Q Don't you think it would be helpful given the fact that it's partisan for him to go personally and put forward his case again? I mean, it helped you doing the videotape.

MR. LOCKHART: I think it's premature at this point to answer questions like that. We have yet to have the vote the committee needs. They will get together and decide how they're going to move forward.

Q What's partisan about the floor debate?

MR. LOCKHART: I think you've heard a number of members get up and talk about how it's been unfair. You heard Democrats talk about the limit. You had people talking about taking less time to debate this serious issue than they take to rename a post office or rename an airport. So I don't think that the serious tone that should be there was necessarily there. I think this is a serious issue and serious people are debating it, but the debate in itself seems to be -- partisanship seems to have been injected into it.

Q Joe, how can you argue that the debate is partisan when Democrats are rising to speak in favor of the Republican motion?

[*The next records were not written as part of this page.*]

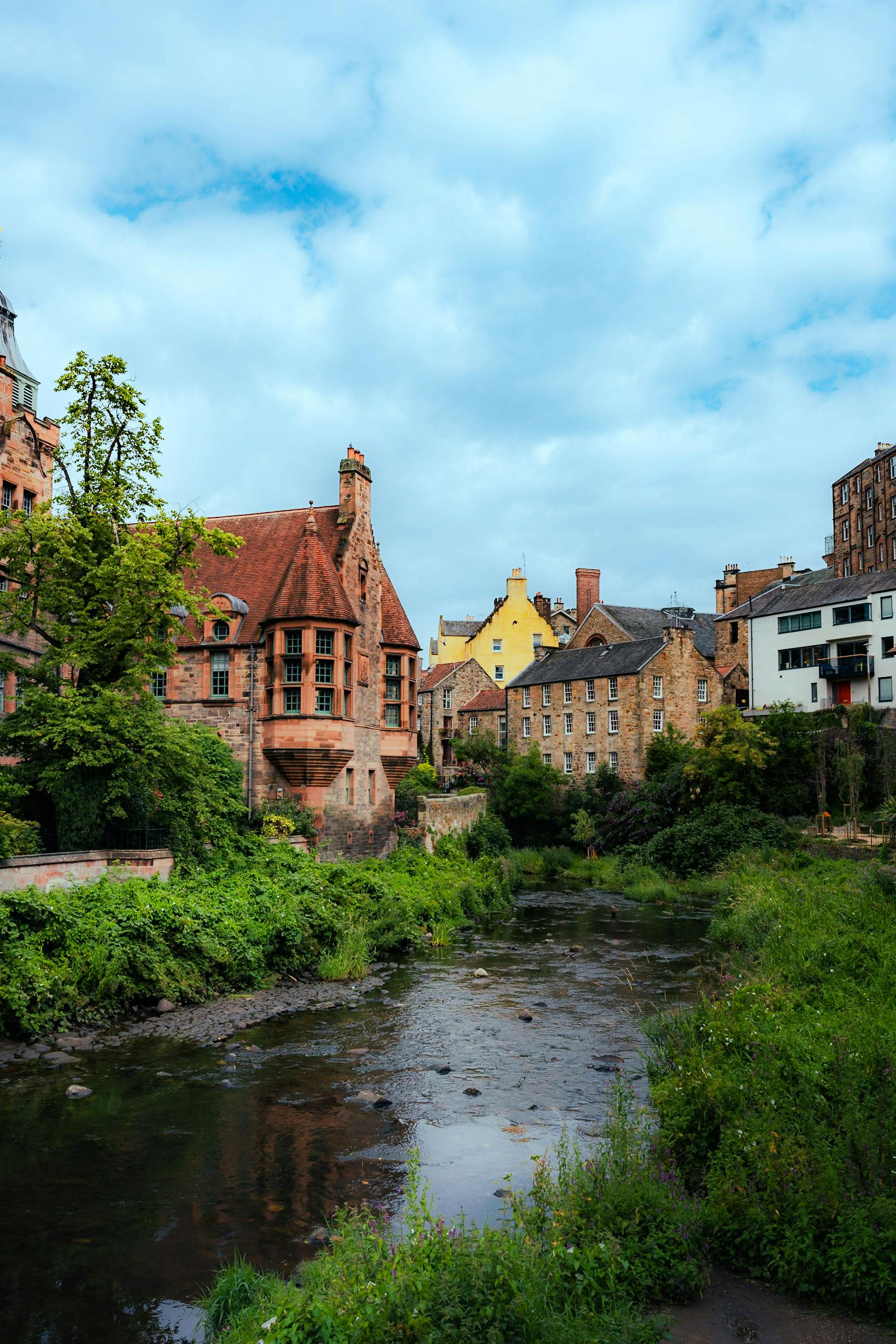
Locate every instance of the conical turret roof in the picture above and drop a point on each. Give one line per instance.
(311, 585)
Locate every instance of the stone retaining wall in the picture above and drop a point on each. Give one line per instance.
(449, 816)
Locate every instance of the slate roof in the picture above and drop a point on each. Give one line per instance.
(493, 698)
(817, 588)
(433, 677)
(264, 572)
(465, 629)
(598, 662)
(644, 623)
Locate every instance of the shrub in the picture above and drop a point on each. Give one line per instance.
(699, 843)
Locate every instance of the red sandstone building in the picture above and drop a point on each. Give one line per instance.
(311, 671)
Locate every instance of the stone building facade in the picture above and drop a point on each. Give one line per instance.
(864, 516)
(308, 666)
(27, 451)
(444, 691)
(605, 703)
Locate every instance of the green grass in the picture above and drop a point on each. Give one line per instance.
(88, 952)
(594, 1245)
(777, 1093)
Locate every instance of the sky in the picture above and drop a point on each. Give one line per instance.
(603, 284)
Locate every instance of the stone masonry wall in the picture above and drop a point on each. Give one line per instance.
(449, 816)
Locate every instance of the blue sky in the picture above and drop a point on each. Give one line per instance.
(605, 284)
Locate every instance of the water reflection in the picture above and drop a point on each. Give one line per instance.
(119, 1209)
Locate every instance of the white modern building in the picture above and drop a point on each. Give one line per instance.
(820, 641)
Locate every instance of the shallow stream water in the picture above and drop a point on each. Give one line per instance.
(119, 1209)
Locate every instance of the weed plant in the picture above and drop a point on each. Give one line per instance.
(585, 1253)
(777, 1093)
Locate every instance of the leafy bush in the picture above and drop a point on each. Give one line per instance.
(702, 842)
(778, 1094)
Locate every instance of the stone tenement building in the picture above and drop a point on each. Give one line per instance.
(605, 702)
(27, 448)
(864, 513)
(311, 671)
(444, 691)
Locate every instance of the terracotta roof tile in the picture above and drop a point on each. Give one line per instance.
(493, 698)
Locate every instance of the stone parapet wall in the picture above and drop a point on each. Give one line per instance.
(449, 816)
(65, 870)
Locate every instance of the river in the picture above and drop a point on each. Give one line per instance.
(119, 1209)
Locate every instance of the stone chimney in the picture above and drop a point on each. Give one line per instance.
(587, 592)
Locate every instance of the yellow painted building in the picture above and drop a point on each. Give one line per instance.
(504, 643)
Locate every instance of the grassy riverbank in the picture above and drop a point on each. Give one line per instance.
(88, 952)
(777, 1112)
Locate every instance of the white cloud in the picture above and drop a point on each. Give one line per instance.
(606, 284)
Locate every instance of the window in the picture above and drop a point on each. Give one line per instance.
(801, 621)
(808, 656)
(221, 675)
(851, 615)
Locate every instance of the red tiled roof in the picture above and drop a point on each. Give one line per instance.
(434, 675)
(267, 572)
(493, 698)
(311, 585)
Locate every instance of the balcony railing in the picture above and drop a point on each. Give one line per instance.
(856, 664)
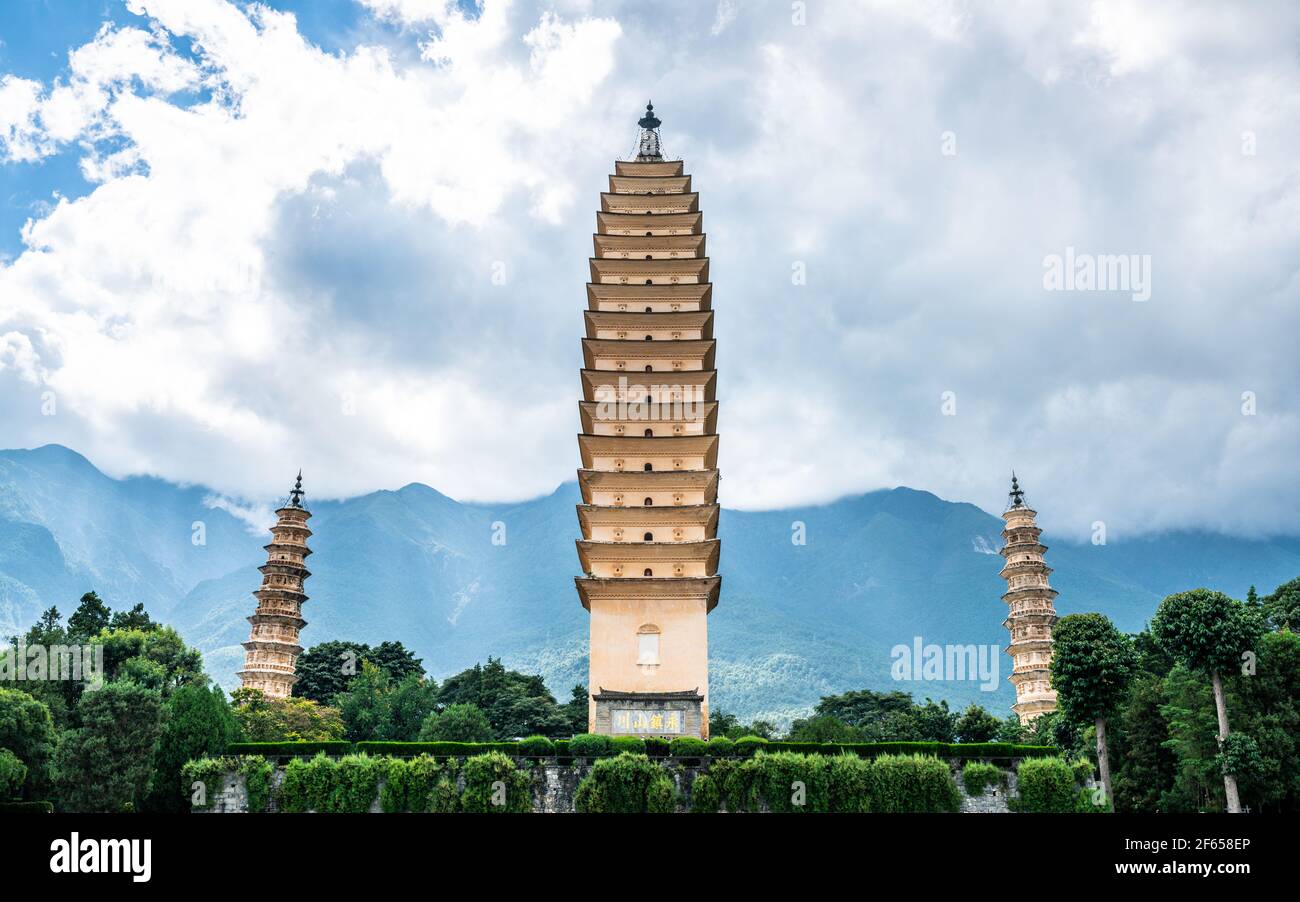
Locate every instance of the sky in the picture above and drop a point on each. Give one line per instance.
(351, 235)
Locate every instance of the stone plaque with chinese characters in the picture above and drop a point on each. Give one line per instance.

MR. LOCKHART: I think if anyone watches the debate today, anyone who is out watching it live on television, they have to see that politics has been injected into this process. And I think to most people, they will come to the conclusion that that hasn't lived up to the promises that were laid out a month ago when this started.

Q But doesn't the fact that Democrats are rising to speak in favor of the Republican motion argue against your contention that it's strictly partisan?

MR. LOCKHART: I'm saying that this process, and the debate as part of it, has been injected with politics. That certainly -- it's not dispositive because some Democrats have taken the view that they want to support the Republican proposal.

Q You said this morning that the President would not be calling Democratic congressmen today, but might return calls if he has called. Has he received any calls?

MR. LOCKHART: I don't think -- I can't be 100 percent sure, but I don't think that he's been in contact with anyone up there today.

      Q Joe, is it distressing for the President to have this be
happening for him?            Is he distressed?  Has he talked at all

about his emotions as this happens, this historic occasion?

MR. LOCKHART: Well, I think as I told you, the President remains focused on his job. You saw him today out talking about health care. He's going to be working on the budget later today and some foreign policy matters. This, obviously, is an issue that concerns him, but we want to move forward as the process develops to see if we can't establish what was talked about in the beginning as far as fairness and nonpartisanship, and actually deliver that.

Q The White House doesn't dispute the need to actually proceed with the full inquiry, since you dispute many of the facts in the referral?

MR. LOCKHART: Well, I think if you look at the Democratic alternative, there's a different view, which is what you need to establish first before you move to an inquiry is what are the standards of impeachment. I think that is a view that we think makes more sense before you launch into an inquiry.

Q But you're not quarreling with the notion that there needs to be an inquiry in order to resolve what the President is disputing and what was in Starr's referral?

MR. LOCKHART: Well, no, I think if you look at what we've sent to Congress as far as the lawyers and legal arguments, we don't think there is anything here that rises to the level of impeachment. We do not object to them, to Congress debating what that standard is.

Q In this inquiry?

Q Which means it's okay to go forward with the full inquiry?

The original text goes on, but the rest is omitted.